PyTorch and Brevitas
The PyTorch frontend in hls4ml
is implemented by parsing the symbolic trace of the torch.fx
framework. This ensures the proper execution graph is captured. Therefore, only models that can be traced with the FX framework can be parsed by hls4ml
.
Provided the underlying operation is supported in hls4ml
, we generally aim to support the use of both torch.nn
classes and torch.nn.functional
functions in the construction of PyTorch models. Generally, the use of classes is more thoroughly
tested. Please reach out if you experience any issues with either case.
The PyTorch/Brevitas parser is under heavy development and doesn’t yet have the same feature set of the Keras parsers.
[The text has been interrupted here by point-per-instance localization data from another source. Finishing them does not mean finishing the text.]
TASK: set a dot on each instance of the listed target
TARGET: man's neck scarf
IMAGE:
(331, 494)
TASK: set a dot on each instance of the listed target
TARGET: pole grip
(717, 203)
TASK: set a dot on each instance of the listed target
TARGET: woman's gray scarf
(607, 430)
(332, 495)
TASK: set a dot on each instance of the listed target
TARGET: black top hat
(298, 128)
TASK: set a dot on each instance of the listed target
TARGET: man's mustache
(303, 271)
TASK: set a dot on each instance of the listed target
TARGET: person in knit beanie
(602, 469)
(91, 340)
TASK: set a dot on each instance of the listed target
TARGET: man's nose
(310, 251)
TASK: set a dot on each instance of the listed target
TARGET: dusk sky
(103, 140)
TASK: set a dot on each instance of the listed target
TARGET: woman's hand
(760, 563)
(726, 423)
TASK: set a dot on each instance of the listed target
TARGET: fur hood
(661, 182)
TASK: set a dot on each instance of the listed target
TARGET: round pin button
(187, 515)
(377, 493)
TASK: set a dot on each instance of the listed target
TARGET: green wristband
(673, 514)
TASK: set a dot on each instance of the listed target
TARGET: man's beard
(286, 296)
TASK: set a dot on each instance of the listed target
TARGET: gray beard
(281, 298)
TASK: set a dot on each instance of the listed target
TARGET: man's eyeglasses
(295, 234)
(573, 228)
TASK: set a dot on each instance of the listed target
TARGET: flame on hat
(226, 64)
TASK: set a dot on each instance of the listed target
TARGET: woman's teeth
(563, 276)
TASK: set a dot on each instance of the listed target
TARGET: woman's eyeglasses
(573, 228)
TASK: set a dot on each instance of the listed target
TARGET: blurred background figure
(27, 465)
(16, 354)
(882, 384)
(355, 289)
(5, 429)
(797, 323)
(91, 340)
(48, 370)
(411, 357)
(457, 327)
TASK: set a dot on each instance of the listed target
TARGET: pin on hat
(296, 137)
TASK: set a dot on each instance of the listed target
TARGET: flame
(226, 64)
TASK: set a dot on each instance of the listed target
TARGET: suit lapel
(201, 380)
Feel free to reach out to developers if you find a missing feature that is present in Keras parser and would like it implemented.
Note
The direct ingestion of models quantized with brevitas is not supported currently. Instead, brevitas models shoud be exported in the ONNX format (see here) and read with the hls4ml
QONNX frontend. Issues may arise, for example when non power-of-2 or non-scalar quantization scales are used. Please reach out if you encounter any problems with this workflow.
For multi-dimensional tensors, hls4ml
follows the channels-last convention adopted by Keras, whereas PyTorch uses channels-first. By default, hls4ml
will automaticlly transpose any tensors associated with weights and biases of the internal layers
of the model. If the io_parallel
I/O type (see Concepts) is used, a transpose node will be added to the model that also adjusts the input tensors. This is not available in the io_stream
case and inputs must be transposed by the user.
Outputs are not transposed back by default, but in io_parallel
case, a transpose node can be added. If not needed, these adjustments can also be switched off. See config_from_pytorch_model
for details.
The equivalent of Keras extension API is not yet available for PyTorch parser, and will be provided in the future.